Visa's New Tune on Card Signatures: Don't Sign on the Dotted Line

Visa Inc. is ditching the signature.

The largest U.S. card network announced Friday that merchants, starting in April, will no longer be required to make consumers sign for debit and credit-card purchases, signaling the demise of a procedure that was once a linchpin of keeping transactions secure.

The other major U.S. networks, Mastercard Inc., American Express Co. and Discover Financial Services, in recent months said they would take the same step. The signature will still be used by merchants who choose to keep it and, in Visa's case, will still be required at merchants that don't accept the security chips that are installed in newer cards.

The companies say improved security features, in particular the chips that in recent years have been embedded in most Americans' debit and credit cards, outweigh the security provided by signatures. Some say a written name scrawled on a slip of paper or electronic pad fails to provide much protection these days. Removing the signature will also speed up in-store checkout for many consumers, they add.

Many consumers have caught on -- signing their name with speed rather than with legibility in mind. The increasing number of card transactions in recent years has basically made something that seemed official more mundane.

Some consider it more of a frill and long ago stopped taking it seriously. Colby Gergen, a 28-year old software product manager in Phoenix, says he signs almost every credit card receipt using two triangles. At times, he has used a smiley face.

Mr. Gergen used to sign his full name, then switched to signing only C and G until his signature began to look like two halves of a triangle. One day about three years ago, he figured he'd draw two triangles on a card receipt and see if any store would reject it.

No one did. The new approach is "a combination of speed, laziness and knowing the signature didn't really matter," Mr. Gergen says.

Others are showing off on social media more creative signatures they've offered to merchants, including stick figures, whale drawings and phone numbers asking cashiers or waiters to call them.

Sadie Morrison, co-owner of Portland, Ore.-based Peruvian restaurant Las Primas, takes screenshots of some of the more interesting signage that customers leave on their receipts. Among her favorites: A signature that consisted of two stars, two swirly circles and a stick-figure face with a unibrow and earrings.

Another one read: "You're my favorite Las Primas!"

Some merchants say consumers who play around with their signatures aren't the ones who are likely trying to pay with a stolen credit card. "Someone paying with a stolen credit card isn't likely to spend a lot of time drawing attention to themselves," Ms.

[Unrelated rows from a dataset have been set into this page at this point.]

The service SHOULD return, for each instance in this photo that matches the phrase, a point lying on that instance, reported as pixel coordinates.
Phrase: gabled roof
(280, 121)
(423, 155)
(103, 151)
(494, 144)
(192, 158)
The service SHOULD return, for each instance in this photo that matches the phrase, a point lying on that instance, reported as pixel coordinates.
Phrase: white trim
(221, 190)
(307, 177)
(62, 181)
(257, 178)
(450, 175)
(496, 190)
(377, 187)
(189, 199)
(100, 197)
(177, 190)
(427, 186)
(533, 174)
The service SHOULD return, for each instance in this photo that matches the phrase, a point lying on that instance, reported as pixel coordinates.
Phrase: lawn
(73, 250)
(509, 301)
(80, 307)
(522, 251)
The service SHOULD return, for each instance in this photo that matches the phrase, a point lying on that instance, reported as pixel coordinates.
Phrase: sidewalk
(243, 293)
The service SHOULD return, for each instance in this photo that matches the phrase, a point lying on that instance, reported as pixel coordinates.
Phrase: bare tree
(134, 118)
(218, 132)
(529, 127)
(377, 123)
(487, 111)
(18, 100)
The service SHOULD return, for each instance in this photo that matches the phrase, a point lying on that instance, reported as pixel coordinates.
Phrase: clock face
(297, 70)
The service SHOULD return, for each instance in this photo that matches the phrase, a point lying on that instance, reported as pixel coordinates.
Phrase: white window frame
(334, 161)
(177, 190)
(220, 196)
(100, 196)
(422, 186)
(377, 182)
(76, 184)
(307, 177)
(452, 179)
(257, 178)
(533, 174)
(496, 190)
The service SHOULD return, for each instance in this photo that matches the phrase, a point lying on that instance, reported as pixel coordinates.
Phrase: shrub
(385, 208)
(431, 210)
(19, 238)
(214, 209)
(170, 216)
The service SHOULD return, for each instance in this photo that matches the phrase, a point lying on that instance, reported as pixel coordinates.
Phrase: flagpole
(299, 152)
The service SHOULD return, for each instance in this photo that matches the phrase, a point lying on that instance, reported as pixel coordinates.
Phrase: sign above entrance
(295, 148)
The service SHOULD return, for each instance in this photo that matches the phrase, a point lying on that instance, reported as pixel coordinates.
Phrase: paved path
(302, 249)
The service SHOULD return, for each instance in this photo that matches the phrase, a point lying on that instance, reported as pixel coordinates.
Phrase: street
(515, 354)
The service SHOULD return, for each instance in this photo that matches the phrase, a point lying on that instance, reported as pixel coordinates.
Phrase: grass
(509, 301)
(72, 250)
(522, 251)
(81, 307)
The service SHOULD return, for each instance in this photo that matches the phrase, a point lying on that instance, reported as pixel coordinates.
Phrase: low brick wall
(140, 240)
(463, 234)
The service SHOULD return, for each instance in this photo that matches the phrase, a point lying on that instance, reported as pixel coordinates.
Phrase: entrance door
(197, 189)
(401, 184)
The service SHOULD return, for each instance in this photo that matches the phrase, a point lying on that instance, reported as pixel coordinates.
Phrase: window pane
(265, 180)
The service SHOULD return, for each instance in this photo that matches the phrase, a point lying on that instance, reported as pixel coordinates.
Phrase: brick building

Morrison said.

As more commerce has migrated online and to mobile phones, signatures have been replaced by passwords, fingerprint recognition and other biometrics. Many gas stations require entering a ZIP Code instead of a signature when paying with a credit card.

In many countries outside the U.S., debate about signatures long ago became anachronistic. In most of Europe, consumers have used chip credit cards for decades and have had to validate a transaction using a personal identification number, or PIN. The method has also been adopted in Australia and Canada.

In the U.S., chip cards came into mainstream use in 2015. But the credit cards didn't feature the PIN as some card companies feared this would slow transactions. Signatures were largely left in place instead of instituting PINs.

Card companies say that chip cards have helped to reduce fraud and that new measures under way, including biometric identification like fingerprints and facial recognition, will provide additional security in the future.

Visa, which processed $836 billion in U.S. transactions in the third quarter, is requiring chip-cards for the signature change in part to incentivize more merchants to accept chip cards. Card companies say that some types of fraud have declined due to chip cards, because chip transactions generate a unique one-time code that is needed for the transaction to be approved -- a feature that is very difficult to replicate in a counterfeit card. But some merchants have stuck to accepting the magnetic strips on cards that consumers swipe in part due to the costs of installing the technology to accept the new cards.

Card networks have required signatures for decades, though changes implemented over the years loosened that requirement depending on the dollar amount of the transaction. Roughly 75% of Visa U.S.-based debit and credit card transactions currently don't require a signature because they are below certain dollar amounts.

Even so, the fact that signatures have held on for some long amazes some. When Mastercard in October said it was ditching signatures, a consumer wrote on its message board: "Congrats on catching up with the rest of the world, America. About time."